An Interview with the MA SGA Representatives

Read Time:4 Minute, 32 Second
Hengrui Liu (left) and Nathasha Soon (right)
Hengrui Liu (left) and Nathasha Soon (right)

A discussion with new 1st year MA SGA representatives, Hengrui Liu and Nathasha Soon:

Could you tell me a little bit about your background prior to coming to SAIS and what you plan to study here?

Hengrui: I come from Chengdu, China, but got my BA from Brandeis University. During my time at Brandeis, I served as a research assistant to a Chinese history professor. I later returned to China where I interned with the US-China Business Council in Beijing and analyzed government policies related to US companies operating in China. I study ERE here at SAIS.

Nathasha: I’m from Seattle, WA, and attended the University of Washington where I majored in Economics and Psychology. After graduating in 2013, I worked for a year in consumer banking, and then decided to apply to graduate school. I also used this time to travel to Southeast Asia, where much of my family is from. I am pursuing a dual-concentration in International Law and Conflict Management, and also hope to complete the Infrastructure and Finance specialization.

What first inspired you both to run for SGA office?

Nathasha: I really wanted to be more involved with SAIS and get to know the community better. I’m learning to appreciate all that the SAIS community has to offer to students. I hope to bond the students more closely to their administration and build greater cohesion in the community.

Hengrui: I used to be the VP of the Chinese Students and Scholarship Association, so I have some prior skills and experience. I wanted to contribute these skills to my new community at SAIS. More importantly, I want to make SAISers’ lives and studies easier.  

What is it that you hope to achieve within this first year as SGA representatives?

Nathasha: I want to increase student attendance of SGA events and build more community. There are many different students at SAIS, such as MAs, MIPPs, MIEFs, Nanjing students, Bologna students, etc., and I’d like to bring those minds together.

Hengrui: Going off what Nathasha said, not too many students are aware of SGA’s role in SAIS. I want students to become more cognizant of how we can help them. I want SAIS students to be content and comfortable during their time here, and I’d like to be a channel for students to express their thoughts and concerns.  

You asked students to express their concerns on the SAIS 2017 Facebook page. Among those that were expressed, which do you think are actionable?

Hengrui: Many students expressed concern over bike racks. Many do not know, myself included, however, that there is one underneath the BOB building. Hence, there may be some lack of communication between students and administration regarding the extent of facilities available to them. This is what I am trying to work on. Students also expressed an interest in a bike pump, which is something we are working on and hope to provide soon. Students have provided many great suggestions. Some we can act on quickly, whereas others will take time. Finding solutions will require support from both students and administrators.

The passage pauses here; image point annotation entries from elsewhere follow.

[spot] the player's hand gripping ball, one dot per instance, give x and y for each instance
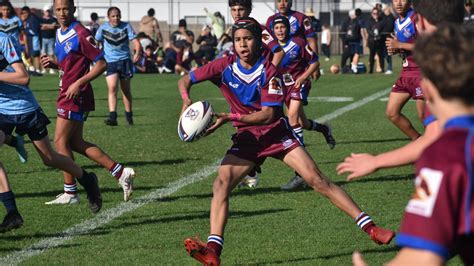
(194, 121)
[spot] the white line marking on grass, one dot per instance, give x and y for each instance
(107, 216)
(353, 106)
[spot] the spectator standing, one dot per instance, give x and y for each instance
(468, 15)
(387, 29)
(93, 25)
(326, 41)
(182, 41)
(315, 23)
(149, 25)
(33, 31)
(375, 42)
(207, 47)
(49, 24)
(218, 23)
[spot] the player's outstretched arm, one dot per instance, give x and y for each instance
(184, 86)
(359, 165)
(19, 77)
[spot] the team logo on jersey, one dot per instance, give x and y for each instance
(427, 185)
(92, 41)
(67, 47)
(307, 24)
(275, 87)
(192, 114)
(266, 37)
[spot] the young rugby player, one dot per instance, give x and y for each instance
(299, 63)
(20, 111)
(75, 50)
(116, 35)
(439, 218)
(254, 91)
(408, 84)
(429, 13)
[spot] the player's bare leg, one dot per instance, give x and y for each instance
(301, 161)
(230, 173)
(127, 99)
(395, 104)
(112, 83)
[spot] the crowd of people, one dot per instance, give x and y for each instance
(265, 74)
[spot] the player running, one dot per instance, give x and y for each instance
(430, 14)
(254, 91)
(438, 220)
(75, 50)
(116, 35)
(299, 63)
(408, 84)
(20, 111)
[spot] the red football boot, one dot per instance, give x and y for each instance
(201, 252)
(381, 236)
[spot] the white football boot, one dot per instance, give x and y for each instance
(64, 198)
(296, 182)
(250, 181)
(126, 182)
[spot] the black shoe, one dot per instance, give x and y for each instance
(110, 122)
(327, 132)
(11, 221)
(91, 186)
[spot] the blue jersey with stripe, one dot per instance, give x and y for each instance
(11, 26)
(14, 99)
(116, 40)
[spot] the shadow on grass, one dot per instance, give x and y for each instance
(326, 257)
(196, 215)
(372, 141)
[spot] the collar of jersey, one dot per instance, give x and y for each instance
(73, 23)
(464, 121)
(252, 69)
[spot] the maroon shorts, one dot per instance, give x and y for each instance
(409, 84)
(255, 143)
(299, 94)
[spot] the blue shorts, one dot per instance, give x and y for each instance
(34, 124)
(122, 67)
(34, 45)
(73, 116)
(47, 47)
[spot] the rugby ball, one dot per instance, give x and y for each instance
(194, 121)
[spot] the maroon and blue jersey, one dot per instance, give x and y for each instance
(246, 90)
(300, 24)
(298, 56)
(75, 50)
(440, 216)
(405, 31)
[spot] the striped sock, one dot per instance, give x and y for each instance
(116, 170)
(364, 222)
(8, 200)
(70, 188)
(299, 132)
(215, 242)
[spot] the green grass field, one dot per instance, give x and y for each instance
(266, 225)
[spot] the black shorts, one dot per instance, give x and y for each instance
(34, 124)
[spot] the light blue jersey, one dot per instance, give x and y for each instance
(11, 26)
(116, 40)
(14, 99)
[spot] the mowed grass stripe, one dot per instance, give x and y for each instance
(107, 216)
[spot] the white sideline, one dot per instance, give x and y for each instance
(107, 216)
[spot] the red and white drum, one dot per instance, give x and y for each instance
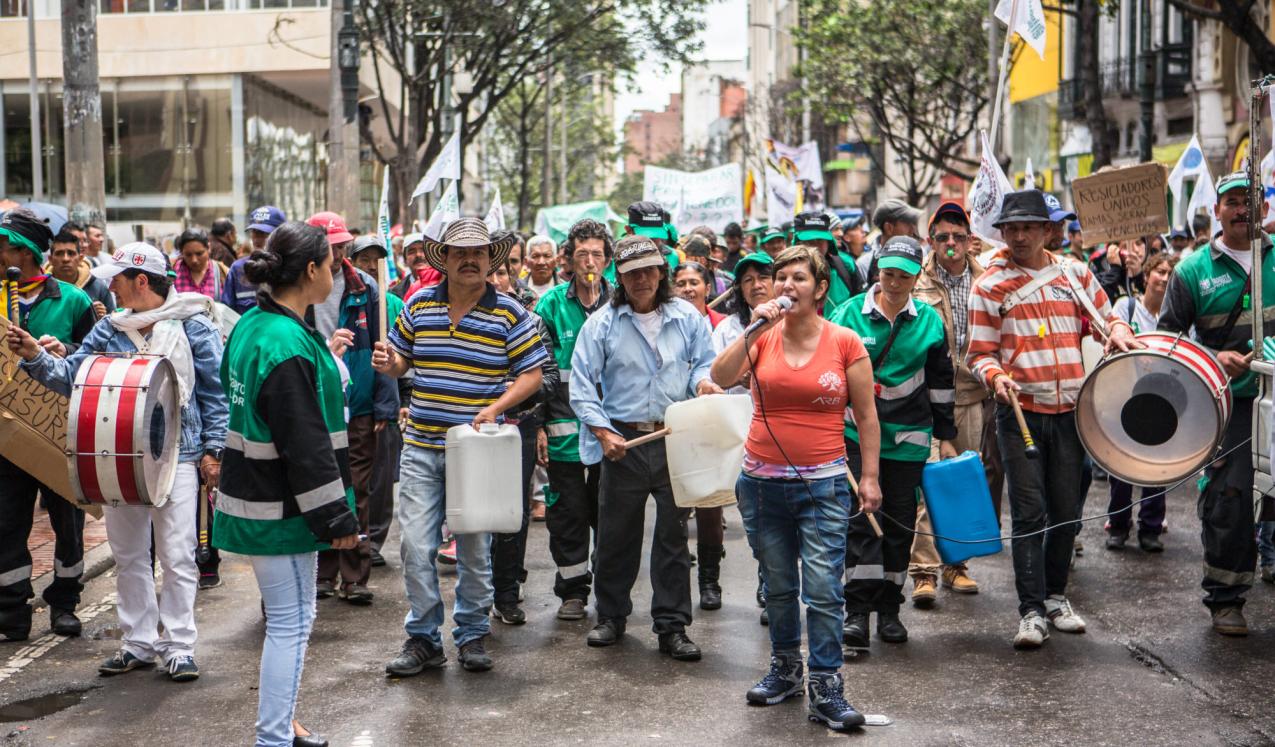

Nathasha: Personally, I [want to] collaborate with Career Services in being more responsive to students and giving feedback to Career Services of the needs of the student body. I want to bring to Jean-Amiel’s attention that the professional development courses are not efficient for the diversity of students we have at SAIS, especially in terms of course length and excessive assignments.

What have you found to be most enjoyable about your new position?

Nathasha: It’s great to meet with other members of the SGA and learn more about how things are operating.

Hengrui: The most exciting thing for me is the interactions with students. The Facebook example is a good one; I was able to get a lot of input on how to make improvements to student life in SAIS, which is important.

How would you characterize the role of SGA?

Nathasha: The role that we have in student government is very fluid. We solicit opinions from students, many of which we also share, and bring them to administrators, all to build community. We all only have two years here, and we want to make sure students can make the most of their time.

Hengrui: I think the role of SGA is to be an intermediary between students and administrators. This requires clear communication to and from both sides. I think this communication is the most important task of SGA.

What has been the most difficult part of your taking on SGA responsibilities?

Nathasha: I don’t think it’s been difficult at all! When I have more responsibilities, I become more efficient. This has made me more sharp, actually.

Hengrui: I agree with Nathasha regarding efficiency. We are in graduate school, where the curriculum is much more rigorous. It’s all about time management. I’m very excited to be elected, but I am also more aware of the responsibilities I now have.

What would you say are the most important qualities for an SGA representative to have?

Hengrui: I would say passion. You have to have passion in order to make changes.

Nathasha: You have to be very sociable. You need to be able to connect with people and share perspectives fluidly between students and administrators.